Helicóptero dispara contra navio no Iêmem e 31 refugiados somalis morrem

Em Sana

  • Abduljabbar Zeyad/Reuters

    Corpos de refugiados somalis atingidos no Iêmem por um helicóptero da coalizão árabe, que disparou contra o navio onde viajavam

    Corpos de refugiados somalis atingidos no Iêmem por um helicóptero da coalizão árabe, que disparou contra o navio onde viajavam

Pelo menos 31 refugiados somalis morreram, entre eles mulheres e crianças, e dezenas ficaram feridas perto do Estreito de Mandeb, no Iêmem, quando um helicóptero tipo Apache, da coalizão árabe, disparou nesta sexta-feira (17) contra o navio onde viajavam.

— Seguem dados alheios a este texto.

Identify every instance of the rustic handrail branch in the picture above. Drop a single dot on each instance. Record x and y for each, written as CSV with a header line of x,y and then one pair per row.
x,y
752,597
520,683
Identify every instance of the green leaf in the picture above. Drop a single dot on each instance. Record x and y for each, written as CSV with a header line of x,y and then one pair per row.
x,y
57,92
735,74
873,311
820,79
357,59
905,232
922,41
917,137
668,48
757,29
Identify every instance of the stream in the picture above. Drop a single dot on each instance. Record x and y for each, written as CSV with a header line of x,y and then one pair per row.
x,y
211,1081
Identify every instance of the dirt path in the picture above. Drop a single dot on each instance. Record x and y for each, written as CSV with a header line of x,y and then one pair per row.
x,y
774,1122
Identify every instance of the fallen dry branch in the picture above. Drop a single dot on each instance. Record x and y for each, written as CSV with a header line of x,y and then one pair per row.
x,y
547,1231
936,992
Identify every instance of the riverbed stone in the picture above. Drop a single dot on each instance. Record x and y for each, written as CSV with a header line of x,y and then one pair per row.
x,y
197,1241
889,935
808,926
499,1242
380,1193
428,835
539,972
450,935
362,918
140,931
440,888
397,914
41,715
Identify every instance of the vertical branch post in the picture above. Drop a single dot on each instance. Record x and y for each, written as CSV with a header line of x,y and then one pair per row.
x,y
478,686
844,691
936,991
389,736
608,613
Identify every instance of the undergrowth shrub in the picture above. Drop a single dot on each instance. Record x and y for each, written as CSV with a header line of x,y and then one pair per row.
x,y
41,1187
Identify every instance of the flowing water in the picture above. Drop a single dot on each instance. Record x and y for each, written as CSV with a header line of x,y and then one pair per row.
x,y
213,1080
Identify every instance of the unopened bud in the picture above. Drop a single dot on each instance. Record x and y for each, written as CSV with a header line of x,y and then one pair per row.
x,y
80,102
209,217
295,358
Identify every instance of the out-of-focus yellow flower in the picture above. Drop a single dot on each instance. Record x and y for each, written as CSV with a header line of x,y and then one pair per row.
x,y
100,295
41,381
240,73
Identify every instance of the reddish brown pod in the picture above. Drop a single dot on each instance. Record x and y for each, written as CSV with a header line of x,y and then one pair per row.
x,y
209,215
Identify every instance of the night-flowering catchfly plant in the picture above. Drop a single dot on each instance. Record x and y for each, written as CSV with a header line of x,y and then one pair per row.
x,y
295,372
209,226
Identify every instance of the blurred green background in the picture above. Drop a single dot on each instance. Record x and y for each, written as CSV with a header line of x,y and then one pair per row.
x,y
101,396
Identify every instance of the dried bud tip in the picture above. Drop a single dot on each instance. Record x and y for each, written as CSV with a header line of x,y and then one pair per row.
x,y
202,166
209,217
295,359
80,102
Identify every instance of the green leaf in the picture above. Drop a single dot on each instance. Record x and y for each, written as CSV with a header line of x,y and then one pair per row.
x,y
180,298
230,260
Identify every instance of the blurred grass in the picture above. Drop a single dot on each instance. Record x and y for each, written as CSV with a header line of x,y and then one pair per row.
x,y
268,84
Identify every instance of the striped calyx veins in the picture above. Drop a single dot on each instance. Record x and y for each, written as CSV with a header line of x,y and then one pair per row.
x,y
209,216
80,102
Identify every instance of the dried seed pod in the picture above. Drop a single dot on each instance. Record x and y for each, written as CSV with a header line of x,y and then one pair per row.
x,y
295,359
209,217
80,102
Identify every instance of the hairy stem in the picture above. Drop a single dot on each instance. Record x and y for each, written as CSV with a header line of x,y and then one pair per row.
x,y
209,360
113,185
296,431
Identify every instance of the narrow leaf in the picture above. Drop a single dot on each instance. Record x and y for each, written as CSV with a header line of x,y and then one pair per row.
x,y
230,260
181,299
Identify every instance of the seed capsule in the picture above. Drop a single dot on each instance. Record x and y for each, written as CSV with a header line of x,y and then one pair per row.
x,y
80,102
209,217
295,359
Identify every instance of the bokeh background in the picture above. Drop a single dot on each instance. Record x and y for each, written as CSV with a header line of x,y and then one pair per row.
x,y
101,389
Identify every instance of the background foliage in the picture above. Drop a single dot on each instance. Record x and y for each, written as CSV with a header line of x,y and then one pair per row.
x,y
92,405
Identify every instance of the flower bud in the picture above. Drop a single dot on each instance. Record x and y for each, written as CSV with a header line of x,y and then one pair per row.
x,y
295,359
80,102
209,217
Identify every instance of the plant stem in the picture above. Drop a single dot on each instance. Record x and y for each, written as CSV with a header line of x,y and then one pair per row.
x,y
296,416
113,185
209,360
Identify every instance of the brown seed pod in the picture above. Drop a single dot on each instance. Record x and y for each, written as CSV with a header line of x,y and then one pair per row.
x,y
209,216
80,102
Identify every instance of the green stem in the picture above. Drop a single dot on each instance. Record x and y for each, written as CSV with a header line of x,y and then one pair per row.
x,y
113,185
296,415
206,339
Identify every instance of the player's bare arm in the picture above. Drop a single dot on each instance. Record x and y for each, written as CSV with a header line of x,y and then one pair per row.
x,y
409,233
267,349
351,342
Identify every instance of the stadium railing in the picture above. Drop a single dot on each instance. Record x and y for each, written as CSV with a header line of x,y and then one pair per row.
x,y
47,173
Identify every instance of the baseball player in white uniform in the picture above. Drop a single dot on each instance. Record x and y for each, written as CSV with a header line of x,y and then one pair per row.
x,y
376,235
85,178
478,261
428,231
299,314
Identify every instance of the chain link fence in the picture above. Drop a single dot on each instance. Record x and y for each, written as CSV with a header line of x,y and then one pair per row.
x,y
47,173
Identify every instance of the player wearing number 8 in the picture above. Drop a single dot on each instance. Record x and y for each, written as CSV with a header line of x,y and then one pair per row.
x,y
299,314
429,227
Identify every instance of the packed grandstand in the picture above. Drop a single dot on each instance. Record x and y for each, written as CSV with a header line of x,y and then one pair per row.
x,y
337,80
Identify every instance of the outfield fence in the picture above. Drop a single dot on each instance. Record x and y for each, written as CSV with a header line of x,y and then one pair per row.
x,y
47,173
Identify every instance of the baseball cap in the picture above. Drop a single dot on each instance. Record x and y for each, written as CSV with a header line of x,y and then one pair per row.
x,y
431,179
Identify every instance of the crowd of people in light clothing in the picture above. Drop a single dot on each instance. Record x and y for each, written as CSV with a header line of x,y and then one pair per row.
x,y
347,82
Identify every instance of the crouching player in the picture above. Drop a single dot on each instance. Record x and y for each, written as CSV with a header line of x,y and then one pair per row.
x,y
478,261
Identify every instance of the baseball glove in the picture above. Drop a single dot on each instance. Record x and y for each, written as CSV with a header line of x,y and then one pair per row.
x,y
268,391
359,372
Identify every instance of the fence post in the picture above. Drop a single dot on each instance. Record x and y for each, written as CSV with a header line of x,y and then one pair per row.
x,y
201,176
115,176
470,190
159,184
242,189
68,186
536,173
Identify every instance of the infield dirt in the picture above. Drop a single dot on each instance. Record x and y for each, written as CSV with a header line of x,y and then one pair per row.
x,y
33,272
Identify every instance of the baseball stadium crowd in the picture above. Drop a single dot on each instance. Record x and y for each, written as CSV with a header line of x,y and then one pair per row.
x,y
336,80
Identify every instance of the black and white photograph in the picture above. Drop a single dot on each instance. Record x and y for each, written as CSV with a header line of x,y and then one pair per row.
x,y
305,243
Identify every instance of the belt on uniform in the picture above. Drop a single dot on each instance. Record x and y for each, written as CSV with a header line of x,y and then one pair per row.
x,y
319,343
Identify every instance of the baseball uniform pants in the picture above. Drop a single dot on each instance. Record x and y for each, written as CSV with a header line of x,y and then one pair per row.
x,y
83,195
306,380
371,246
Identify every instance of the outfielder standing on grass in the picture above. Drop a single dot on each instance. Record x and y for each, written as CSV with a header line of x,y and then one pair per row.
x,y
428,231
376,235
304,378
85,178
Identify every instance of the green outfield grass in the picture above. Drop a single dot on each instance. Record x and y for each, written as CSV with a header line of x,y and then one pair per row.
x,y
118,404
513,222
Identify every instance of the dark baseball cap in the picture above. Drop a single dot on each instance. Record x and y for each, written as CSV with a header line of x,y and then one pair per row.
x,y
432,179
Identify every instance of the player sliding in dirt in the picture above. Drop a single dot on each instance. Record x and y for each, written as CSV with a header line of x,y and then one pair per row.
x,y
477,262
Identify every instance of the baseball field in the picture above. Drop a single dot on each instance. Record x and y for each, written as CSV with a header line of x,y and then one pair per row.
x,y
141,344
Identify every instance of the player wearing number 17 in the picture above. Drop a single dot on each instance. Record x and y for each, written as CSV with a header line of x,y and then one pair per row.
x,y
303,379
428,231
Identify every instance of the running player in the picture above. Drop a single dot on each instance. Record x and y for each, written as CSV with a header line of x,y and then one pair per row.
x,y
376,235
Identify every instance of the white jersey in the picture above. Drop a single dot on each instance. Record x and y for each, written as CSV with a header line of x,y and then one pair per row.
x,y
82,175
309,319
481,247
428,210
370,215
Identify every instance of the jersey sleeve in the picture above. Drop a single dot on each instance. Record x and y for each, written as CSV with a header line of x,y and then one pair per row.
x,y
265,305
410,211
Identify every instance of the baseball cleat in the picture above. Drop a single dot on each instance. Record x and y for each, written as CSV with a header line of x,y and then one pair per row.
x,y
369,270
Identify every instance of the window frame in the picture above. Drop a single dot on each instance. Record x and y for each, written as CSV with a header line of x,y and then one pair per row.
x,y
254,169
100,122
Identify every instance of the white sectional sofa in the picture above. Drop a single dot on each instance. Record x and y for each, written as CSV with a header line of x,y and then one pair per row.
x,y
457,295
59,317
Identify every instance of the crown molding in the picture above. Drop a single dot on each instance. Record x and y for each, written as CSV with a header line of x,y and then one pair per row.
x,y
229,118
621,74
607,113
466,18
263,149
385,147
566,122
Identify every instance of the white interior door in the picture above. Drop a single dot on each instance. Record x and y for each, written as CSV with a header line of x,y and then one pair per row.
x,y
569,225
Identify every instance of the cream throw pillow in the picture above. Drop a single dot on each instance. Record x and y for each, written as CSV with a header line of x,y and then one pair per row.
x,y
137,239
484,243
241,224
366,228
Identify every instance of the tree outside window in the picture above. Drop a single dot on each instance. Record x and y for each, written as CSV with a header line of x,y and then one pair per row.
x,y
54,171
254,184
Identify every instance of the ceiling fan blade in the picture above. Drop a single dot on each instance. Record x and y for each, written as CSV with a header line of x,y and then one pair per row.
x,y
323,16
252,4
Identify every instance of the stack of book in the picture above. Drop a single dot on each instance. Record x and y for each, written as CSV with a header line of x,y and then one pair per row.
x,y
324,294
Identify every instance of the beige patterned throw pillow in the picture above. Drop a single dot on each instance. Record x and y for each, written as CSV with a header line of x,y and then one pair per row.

De acordo com pescadores e fontes médicas do porto de Al Hudaydah, no Mar Vermelho, as vítimas apresentavam ferimentos de bala.

A embarcação, que chegou ao porto graças ao auxílio de barcos de pescadores, estava capitaneada por três marinheiros iemenitas e tinha saído da cidade de Aden com refugiados de diferentes partes do Iêmen que fugiam dos combates.

Perto do Estreito de Mandeb, já em águas do Mar Vermelho, um helicóptero Apache disparou contra a embarcação, que provocou a morte das 31 pessoas.

Fontes médicas tinham assegurado anteriormente que o navio tinha sofrido o impacto de um artefato explosivo, mas não tinham especificado sua origem.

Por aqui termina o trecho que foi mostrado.